For newcomers like the Raineys, there are many surprises. In winter the temperature can plummet to fifty below for six weeks at a time. Blizzards whip up when they are driving and are hundreds of kilometers from another town. This prompts a prayer that a logging truck doesn't pass throwing up a blinding white out. They also fear their water pipes will freeze, denying them the luxury of their bath tub until June. Then, there is the visit to the school by a medicine man that has wacky consequences.

 

There are gruesome scenes in this novel. The undertaker, Wilf Strickland, suggests that the Halliday Funeral Parlour should open a branch plant in Fitzback, since he comes so often to bury young people who die in parked cars, or car crashes, from gunshot wounds, or other handy ways of dying, One death, however, involving the torture and murder of a young aboriginal girl, remains unknown to the community.

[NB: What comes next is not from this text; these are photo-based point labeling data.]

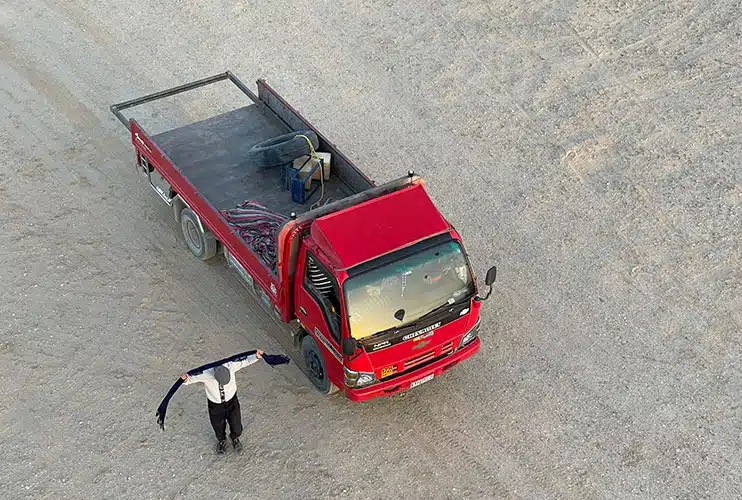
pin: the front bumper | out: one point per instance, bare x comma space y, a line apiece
403, 382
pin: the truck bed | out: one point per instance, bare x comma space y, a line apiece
211, 155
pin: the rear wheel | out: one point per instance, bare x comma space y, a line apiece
202, 244
315, 364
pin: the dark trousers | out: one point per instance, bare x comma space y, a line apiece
221, 413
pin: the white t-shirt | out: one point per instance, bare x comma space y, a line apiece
215, 392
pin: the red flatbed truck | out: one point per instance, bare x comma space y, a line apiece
374, 289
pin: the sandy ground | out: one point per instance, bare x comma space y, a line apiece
590, 150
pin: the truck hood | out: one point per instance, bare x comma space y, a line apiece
400, 351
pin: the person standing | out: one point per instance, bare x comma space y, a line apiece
221, 394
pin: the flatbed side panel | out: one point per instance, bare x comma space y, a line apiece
206, 212
342, 167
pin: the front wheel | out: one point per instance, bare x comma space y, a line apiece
315, 363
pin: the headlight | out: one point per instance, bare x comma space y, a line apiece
470, 335
358, 379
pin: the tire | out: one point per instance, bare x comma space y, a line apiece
282, 149
315, 363
202, 244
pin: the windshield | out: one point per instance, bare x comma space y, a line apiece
414, 285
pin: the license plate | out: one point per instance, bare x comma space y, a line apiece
422, 380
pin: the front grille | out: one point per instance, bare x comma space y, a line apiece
418, 359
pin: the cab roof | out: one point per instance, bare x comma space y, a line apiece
377, 226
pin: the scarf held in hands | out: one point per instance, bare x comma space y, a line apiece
271, 359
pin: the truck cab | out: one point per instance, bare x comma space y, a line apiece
386, 288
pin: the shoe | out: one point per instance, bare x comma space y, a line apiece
221, 446
237, 445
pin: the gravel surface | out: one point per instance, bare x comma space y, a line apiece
591, 150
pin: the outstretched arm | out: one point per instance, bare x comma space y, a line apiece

The identity of the monster responsible is not revealed to the reader until later in the story.

 

There are as well many colourful characters and humourous stories that are always circulating in this town, however, there is also an endless supply of shameful stories. One character observes that living in Fitzback is like living in a goldfish bowl where all the shit from the past gets stirred up. After a tragic event strikes the Rainey family, some of these nasty rumours become attached to them. When  they leave Fitzback, they are not fully aware that the spirit of Muche u' cha'k will follow.